L’avviso di chiusura delle indagini notificato nei giorni scorsi a Tronca non fa più riferimento allo spaccio, anche se rimangono le pesanti accuse di violenza e lesioni con l’aggravante di aver agito con odio razziale.
Secondo la posizione sempre sostenuta da Tronca, la sua unica attività è stata quella di darsi da fare per interrompere l’ingresso dello stupefacente all’Arginone dopo che le prime attività d’indagine caddero nel vuoto, anche quelle con l’uso delle unità cinofile. Mentre l’accusa di aver picchiato il detenuto sarebbe solo una vendetta dello stesso per averlo scoperto.

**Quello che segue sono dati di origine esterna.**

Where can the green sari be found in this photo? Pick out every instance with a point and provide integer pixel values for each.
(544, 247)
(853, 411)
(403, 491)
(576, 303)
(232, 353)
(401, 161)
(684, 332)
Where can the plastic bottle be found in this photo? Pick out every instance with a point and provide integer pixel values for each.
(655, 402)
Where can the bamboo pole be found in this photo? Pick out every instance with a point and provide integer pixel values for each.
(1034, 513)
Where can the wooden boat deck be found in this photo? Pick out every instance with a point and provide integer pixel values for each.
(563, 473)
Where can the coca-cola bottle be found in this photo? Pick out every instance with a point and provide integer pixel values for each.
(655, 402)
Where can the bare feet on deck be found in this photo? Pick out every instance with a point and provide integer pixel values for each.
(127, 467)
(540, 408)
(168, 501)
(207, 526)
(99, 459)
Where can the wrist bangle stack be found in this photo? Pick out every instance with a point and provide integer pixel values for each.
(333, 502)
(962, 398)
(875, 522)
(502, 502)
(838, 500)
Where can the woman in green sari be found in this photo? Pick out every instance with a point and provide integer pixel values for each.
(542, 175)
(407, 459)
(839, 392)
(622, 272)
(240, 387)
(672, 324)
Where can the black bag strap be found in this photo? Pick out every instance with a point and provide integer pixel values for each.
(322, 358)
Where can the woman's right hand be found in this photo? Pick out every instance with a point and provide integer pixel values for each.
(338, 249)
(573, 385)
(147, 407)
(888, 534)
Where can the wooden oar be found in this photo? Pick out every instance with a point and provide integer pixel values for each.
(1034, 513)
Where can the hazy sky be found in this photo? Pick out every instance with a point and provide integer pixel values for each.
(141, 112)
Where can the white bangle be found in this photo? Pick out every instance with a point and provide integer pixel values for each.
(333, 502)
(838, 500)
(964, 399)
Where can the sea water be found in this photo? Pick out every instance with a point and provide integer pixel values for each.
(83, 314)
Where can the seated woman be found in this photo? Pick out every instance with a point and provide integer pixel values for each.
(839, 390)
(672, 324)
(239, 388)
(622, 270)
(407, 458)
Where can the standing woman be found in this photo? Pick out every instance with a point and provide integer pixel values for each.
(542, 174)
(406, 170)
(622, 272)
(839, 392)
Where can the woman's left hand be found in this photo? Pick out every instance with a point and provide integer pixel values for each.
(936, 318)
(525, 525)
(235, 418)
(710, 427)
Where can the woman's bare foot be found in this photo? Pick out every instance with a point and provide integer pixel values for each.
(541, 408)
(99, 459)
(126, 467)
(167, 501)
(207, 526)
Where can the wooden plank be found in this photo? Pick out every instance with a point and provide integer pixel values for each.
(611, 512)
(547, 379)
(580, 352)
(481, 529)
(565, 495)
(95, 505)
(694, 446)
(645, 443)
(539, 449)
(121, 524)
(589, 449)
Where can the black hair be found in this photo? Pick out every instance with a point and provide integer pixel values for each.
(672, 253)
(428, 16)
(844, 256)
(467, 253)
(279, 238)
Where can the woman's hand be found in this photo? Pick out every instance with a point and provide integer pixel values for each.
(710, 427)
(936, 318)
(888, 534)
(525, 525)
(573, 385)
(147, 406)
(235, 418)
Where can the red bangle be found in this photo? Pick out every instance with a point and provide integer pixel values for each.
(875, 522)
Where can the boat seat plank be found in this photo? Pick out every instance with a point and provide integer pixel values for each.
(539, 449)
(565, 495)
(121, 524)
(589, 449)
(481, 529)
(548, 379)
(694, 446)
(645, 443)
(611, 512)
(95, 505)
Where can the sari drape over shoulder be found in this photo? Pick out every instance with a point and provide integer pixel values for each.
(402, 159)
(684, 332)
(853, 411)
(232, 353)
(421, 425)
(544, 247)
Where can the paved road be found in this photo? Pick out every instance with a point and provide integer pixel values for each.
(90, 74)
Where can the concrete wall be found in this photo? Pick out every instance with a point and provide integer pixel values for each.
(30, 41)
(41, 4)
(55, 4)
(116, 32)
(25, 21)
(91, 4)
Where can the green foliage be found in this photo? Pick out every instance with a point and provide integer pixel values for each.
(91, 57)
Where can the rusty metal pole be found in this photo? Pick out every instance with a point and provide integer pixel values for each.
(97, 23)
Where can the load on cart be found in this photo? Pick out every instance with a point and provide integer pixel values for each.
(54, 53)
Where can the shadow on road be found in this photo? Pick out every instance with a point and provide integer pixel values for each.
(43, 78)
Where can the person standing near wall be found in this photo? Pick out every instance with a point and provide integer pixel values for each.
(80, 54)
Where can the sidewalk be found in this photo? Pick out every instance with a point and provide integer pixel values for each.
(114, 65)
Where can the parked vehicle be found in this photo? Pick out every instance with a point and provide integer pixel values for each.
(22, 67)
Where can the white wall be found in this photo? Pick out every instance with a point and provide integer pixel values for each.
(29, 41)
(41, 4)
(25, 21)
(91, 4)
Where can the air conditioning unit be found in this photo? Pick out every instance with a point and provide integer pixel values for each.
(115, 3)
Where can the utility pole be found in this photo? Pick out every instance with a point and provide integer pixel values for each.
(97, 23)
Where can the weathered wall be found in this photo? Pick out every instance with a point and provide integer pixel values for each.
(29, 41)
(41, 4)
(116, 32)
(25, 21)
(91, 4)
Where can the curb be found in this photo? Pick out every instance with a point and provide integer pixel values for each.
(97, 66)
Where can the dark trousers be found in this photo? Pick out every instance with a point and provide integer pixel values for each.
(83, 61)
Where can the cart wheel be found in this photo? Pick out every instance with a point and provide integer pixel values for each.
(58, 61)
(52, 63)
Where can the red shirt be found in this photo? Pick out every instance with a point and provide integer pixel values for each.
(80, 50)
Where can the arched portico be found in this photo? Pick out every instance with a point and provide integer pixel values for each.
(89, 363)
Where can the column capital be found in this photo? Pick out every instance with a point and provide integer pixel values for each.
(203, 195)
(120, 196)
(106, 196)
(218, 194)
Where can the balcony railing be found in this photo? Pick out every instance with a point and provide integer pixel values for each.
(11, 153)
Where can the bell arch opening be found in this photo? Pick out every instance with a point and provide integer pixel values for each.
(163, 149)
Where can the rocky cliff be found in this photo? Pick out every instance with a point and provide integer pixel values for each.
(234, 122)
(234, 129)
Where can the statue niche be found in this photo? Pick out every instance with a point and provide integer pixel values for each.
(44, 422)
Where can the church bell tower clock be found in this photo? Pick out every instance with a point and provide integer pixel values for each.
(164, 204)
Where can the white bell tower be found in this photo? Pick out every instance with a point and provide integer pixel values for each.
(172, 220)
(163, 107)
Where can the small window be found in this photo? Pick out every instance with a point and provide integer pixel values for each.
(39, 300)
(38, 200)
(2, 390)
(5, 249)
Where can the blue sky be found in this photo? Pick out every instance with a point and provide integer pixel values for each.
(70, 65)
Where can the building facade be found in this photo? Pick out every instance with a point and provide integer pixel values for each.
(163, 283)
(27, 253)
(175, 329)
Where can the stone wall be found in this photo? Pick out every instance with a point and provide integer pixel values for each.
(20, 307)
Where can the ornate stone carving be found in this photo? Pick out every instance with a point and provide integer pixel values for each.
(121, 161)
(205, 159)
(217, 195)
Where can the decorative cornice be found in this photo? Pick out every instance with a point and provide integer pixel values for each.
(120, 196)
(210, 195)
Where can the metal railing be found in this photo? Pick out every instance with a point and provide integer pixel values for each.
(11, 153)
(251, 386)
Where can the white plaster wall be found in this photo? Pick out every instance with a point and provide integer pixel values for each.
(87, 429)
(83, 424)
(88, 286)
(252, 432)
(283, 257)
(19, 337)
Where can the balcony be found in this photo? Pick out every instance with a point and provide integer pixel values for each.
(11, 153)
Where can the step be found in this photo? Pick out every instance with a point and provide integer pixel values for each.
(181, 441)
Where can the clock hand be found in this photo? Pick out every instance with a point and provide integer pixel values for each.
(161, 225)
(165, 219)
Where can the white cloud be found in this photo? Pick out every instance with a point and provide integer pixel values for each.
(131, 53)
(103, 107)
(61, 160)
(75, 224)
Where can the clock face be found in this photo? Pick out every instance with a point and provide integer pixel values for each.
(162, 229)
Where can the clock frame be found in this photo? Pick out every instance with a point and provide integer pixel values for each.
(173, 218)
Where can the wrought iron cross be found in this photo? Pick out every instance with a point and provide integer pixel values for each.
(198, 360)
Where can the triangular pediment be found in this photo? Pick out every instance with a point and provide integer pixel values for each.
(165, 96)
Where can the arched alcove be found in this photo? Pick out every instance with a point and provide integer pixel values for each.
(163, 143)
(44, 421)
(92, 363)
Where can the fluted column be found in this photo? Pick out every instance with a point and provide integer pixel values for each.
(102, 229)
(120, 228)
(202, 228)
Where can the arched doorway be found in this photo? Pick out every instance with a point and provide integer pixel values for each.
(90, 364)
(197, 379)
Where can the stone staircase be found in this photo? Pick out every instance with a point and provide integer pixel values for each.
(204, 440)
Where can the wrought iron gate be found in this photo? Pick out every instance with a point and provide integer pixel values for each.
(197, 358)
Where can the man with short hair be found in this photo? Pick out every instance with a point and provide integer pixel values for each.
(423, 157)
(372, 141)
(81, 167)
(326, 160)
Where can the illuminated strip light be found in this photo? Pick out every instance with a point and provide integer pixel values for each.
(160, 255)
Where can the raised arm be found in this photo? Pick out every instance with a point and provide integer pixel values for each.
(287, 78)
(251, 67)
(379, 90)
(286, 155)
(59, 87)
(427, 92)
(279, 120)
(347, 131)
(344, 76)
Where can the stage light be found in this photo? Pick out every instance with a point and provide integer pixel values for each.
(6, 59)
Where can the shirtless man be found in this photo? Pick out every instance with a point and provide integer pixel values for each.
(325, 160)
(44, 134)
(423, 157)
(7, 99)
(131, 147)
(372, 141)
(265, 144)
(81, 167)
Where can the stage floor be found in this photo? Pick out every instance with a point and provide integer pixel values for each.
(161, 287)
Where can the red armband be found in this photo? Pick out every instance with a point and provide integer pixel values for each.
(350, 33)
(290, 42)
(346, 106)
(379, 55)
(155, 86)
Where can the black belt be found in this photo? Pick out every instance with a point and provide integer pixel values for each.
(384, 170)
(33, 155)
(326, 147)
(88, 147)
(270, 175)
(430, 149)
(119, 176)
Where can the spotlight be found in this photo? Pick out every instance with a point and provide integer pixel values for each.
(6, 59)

“C’è soddisfazione perché l’attività difensiva ha portata a un avviso conclusione con meno capi d’incolpazione e non è stato contestato quello più infamante e grave per un agente di polizia penitenziaria che ha sempre servito in maniera onorevole e che ha uno stato di servizio impeccabile – commenta l’avvocato Denis Lovison, che difende Tronca -. Dimostreremo ogni estraneità anche alle altre contestazioni, perché un appartenente alle forze dell’ordine se fa qualche cosa in più per estirpare un traffico di droga non deve essere indagato, ma premiato”.